The duties of a magistrate judge depend on the district in which they sit. They often conduct mediations, resolve discovery disputes, decide a wide variety of pretrial motions, determine whether criminal defendants will be detained or released on a bond, and make recommendations regarding whether a party should win a case on summary judgment or whether a case should be dismissed. Additionally, if both sides in a civil case consent, magistrate judges may hear the entire dispute, rule on all motions, and preside at trial.

Other Article I Judges

Other Article I judges play important roles in our legal system and include judges for the US Bankruptcy Court, US Court of Federal Claims, and US Tax Court. These judges are different from magistrate judges.

For example, US Bankruptcy Court judges preside over the hundreds of thousands of bankruptcy cases filed by individuals and businesses each year, resolving issues like whether a debtor is eligible to seek relief in bankruptcy court and whether certain debts should be discharged.

Administrative Law Judges

Administrative law judges (ALJs) preside over disputes within federal administrative agencies, including the Coast Guard, the Federal Trade Commission, and the Department of Labor. ALJs are appointed by the heads of the executive agencies and are considered part of the executive branch. See 5 U.S.C. § 3105.

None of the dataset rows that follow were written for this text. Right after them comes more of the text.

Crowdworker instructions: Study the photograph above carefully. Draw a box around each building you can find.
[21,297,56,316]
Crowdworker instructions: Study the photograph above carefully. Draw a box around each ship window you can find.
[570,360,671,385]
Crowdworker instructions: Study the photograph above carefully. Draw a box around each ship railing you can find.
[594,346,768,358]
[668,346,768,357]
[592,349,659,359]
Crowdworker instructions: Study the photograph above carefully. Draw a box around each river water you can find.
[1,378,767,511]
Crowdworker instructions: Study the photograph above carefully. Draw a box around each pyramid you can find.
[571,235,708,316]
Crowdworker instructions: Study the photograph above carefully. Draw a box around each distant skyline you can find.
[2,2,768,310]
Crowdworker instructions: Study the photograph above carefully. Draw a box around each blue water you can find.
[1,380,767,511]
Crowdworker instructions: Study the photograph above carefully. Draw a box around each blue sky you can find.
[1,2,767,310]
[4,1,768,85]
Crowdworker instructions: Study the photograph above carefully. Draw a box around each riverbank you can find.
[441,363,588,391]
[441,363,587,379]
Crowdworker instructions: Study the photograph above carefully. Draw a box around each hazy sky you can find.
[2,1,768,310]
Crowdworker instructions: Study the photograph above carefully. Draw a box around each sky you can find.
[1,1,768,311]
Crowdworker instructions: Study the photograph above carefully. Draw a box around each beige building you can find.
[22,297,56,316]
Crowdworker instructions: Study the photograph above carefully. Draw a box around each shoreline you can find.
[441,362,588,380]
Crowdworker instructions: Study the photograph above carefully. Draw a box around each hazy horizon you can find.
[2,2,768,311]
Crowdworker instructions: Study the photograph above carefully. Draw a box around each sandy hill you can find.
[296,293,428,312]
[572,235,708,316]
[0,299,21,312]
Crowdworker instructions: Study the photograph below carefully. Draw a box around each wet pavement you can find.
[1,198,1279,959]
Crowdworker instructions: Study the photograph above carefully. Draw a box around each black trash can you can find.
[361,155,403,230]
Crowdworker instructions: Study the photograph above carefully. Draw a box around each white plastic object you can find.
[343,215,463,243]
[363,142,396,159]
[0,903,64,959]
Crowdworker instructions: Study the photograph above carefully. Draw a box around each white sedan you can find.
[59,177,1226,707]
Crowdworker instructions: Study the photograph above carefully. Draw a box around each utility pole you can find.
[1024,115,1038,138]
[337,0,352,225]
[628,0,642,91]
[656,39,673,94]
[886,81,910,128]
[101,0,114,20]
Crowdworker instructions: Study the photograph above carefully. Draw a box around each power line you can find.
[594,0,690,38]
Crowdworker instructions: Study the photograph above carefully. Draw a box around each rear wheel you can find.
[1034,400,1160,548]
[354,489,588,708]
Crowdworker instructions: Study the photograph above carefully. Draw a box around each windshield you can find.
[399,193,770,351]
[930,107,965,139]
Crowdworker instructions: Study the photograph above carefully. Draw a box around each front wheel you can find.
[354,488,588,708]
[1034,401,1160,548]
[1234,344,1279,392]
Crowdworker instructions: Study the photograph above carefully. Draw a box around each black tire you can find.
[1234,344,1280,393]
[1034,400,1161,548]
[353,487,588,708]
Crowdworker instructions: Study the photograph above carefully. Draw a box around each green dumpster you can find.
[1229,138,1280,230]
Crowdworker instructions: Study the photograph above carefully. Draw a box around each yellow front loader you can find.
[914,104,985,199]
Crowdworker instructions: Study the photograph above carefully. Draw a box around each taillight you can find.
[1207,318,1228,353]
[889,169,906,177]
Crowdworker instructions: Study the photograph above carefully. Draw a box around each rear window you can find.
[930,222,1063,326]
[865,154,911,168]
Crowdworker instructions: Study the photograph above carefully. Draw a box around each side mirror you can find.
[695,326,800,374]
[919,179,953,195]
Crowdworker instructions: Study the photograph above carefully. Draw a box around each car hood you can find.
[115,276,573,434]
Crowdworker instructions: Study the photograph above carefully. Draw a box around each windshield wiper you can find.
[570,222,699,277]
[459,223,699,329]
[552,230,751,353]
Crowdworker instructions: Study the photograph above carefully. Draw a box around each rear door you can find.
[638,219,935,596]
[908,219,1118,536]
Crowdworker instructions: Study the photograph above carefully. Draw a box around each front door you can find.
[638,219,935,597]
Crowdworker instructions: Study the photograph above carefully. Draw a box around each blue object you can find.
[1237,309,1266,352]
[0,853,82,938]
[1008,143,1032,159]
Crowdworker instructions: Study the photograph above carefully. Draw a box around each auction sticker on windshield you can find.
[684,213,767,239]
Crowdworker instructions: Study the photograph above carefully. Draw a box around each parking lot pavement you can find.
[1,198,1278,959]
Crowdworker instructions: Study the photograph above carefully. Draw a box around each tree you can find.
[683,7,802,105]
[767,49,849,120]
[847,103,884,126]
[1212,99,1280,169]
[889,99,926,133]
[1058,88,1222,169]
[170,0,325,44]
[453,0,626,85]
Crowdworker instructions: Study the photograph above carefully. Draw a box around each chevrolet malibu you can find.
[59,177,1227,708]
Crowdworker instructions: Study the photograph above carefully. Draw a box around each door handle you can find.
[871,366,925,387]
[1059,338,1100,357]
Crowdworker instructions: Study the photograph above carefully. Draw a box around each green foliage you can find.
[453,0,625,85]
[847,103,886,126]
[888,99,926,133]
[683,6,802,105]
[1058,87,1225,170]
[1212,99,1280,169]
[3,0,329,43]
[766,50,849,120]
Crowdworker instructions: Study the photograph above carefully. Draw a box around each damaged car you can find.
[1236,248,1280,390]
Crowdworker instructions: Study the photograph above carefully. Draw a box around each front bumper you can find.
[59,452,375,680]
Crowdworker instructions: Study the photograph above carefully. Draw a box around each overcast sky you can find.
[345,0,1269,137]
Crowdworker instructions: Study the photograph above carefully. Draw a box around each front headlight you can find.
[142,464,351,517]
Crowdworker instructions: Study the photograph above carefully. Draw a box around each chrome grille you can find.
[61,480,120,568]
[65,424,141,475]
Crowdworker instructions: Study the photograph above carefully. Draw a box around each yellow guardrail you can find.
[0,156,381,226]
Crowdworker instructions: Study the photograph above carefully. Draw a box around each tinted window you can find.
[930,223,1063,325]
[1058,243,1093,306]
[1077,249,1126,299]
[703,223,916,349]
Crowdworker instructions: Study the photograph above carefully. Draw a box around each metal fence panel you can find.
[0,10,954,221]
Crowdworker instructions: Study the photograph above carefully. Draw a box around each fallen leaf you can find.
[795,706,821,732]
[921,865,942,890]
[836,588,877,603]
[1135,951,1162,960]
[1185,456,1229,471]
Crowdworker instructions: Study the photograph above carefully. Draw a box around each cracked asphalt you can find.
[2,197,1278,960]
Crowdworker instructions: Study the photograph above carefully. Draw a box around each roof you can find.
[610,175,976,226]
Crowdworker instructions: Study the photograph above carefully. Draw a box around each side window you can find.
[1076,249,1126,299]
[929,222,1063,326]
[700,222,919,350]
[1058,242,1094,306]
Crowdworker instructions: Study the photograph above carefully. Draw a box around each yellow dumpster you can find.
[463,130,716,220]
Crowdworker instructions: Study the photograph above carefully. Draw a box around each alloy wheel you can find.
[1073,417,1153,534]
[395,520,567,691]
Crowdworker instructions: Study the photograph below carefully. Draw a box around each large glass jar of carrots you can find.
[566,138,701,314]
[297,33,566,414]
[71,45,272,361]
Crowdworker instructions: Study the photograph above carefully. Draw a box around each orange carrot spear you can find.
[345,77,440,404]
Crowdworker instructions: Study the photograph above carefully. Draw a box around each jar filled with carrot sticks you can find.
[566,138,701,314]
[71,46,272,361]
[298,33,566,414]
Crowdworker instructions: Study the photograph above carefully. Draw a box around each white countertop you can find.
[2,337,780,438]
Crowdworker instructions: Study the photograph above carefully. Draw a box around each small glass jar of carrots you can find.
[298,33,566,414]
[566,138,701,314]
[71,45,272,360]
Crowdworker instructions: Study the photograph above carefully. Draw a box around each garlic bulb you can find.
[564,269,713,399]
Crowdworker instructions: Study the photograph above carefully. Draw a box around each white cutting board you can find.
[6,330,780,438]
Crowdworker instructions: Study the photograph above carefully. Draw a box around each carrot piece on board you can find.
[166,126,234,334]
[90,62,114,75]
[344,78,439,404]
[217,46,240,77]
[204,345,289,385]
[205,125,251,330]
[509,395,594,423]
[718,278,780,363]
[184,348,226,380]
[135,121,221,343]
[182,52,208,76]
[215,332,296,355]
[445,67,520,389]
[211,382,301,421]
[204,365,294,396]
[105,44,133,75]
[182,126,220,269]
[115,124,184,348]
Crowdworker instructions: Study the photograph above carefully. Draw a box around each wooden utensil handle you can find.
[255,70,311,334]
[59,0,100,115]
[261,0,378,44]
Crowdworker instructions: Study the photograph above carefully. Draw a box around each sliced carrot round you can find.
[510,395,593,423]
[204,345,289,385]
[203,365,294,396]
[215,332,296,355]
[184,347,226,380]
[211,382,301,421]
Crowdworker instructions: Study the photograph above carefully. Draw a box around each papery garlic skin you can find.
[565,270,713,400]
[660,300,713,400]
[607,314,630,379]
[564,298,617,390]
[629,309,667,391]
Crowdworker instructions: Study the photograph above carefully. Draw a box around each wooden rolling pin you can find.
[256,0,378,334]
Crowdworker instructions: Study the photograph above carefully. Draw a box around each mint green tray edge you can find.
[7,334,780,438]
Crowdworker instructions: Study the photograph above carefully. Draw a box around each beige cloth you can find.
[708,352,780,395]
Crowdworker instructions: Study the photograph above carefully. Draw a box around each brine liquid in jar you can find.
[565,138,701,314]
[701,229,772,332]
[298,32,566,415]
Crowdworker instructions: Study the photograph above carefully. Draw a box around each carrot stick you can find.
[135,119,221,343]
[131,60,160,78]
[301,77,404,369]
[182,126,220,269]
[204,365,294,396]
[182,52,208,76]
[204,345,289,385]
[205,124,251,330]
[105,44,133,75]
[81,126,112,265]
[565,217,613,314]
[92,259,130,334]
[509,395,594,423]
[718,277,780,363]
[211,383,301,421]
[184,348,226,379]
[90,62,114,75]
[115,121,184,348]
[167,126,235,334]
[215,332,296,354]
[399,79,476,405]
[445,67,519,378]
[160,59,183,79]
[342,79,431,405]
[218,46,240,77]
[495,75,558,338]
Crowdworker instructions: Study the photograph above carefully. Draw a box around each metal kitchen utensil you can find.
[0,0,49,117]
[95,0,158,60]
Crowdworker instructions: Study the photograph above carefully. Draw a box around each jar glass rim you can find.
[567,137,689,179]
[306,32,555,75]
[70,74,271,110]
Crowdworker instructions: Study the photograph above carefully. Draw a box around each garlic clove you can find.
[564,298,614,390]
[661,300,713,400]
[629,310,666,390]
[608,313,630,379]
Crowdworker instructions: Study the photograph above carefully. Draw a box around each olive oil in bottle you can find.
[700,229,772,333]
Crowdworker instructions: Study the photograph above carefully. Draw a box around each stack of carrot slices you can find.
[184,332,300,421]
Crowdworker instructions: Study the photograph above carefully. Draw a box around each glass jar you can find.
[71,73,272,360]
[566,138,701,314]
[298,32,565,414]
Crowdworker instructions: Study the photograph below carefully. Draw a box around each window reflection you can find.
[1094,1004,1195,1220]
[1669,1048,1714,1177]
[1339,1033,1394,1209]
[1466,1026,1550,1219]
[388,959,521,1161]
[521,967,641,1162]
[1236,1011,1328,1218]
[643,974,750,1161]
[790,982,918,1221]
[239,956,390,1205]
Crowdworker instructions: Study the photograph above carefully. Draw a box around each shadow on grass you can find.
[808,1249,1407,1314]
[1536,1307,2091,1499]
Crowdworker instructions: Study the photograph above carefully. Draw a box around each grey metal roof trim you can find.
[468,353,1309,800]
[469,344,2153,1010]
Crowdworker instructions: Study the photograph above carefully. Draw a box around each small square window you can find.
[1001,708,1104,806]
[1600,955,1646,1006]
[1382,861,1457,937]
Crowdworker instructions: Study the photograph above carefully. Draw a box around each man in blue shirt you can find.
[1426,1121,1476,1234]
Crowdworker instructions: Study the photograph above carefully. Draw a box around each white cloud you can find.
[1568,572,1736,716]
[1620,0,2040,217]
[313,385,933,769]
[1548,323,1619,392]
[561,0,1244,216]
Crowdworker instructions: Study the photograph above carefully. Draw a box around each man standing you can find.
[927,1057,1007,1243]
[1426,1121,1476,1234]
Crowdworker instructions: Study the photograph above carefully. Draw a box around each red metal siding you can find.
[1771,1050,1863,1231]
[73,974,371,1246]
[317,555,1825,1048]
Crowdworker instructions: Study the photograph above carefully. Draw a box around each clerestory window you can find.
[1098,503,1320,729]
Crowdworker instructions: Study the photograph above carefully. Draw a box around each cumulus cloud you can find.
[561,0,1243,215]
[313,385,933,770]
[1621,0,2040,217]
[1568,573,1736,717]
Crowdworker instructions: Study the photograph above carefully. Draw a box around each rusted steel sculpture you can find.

ALJs generally have the same scope of authority as traditional judges in the courtroom. Among other things, ALJs have the authority to administer oaths, issue subpoenas, rule on evidentiary objections, and issue legal and factual determinations. 5 U.S.C. § 556(c).

ALJs also enjoy statutory removal protections. Once appointed, an ALJ may be removed only for good cause “established and determined by the Merit Systems Protection Board,” an independent agency charged with protecting federal employees from abuse by agency management. 5 U.S.C. § 7521.

The judges discussed above all serve related but different roles in the federal system. Understanding those differences will help set you up for success no matter who decides your client’s case.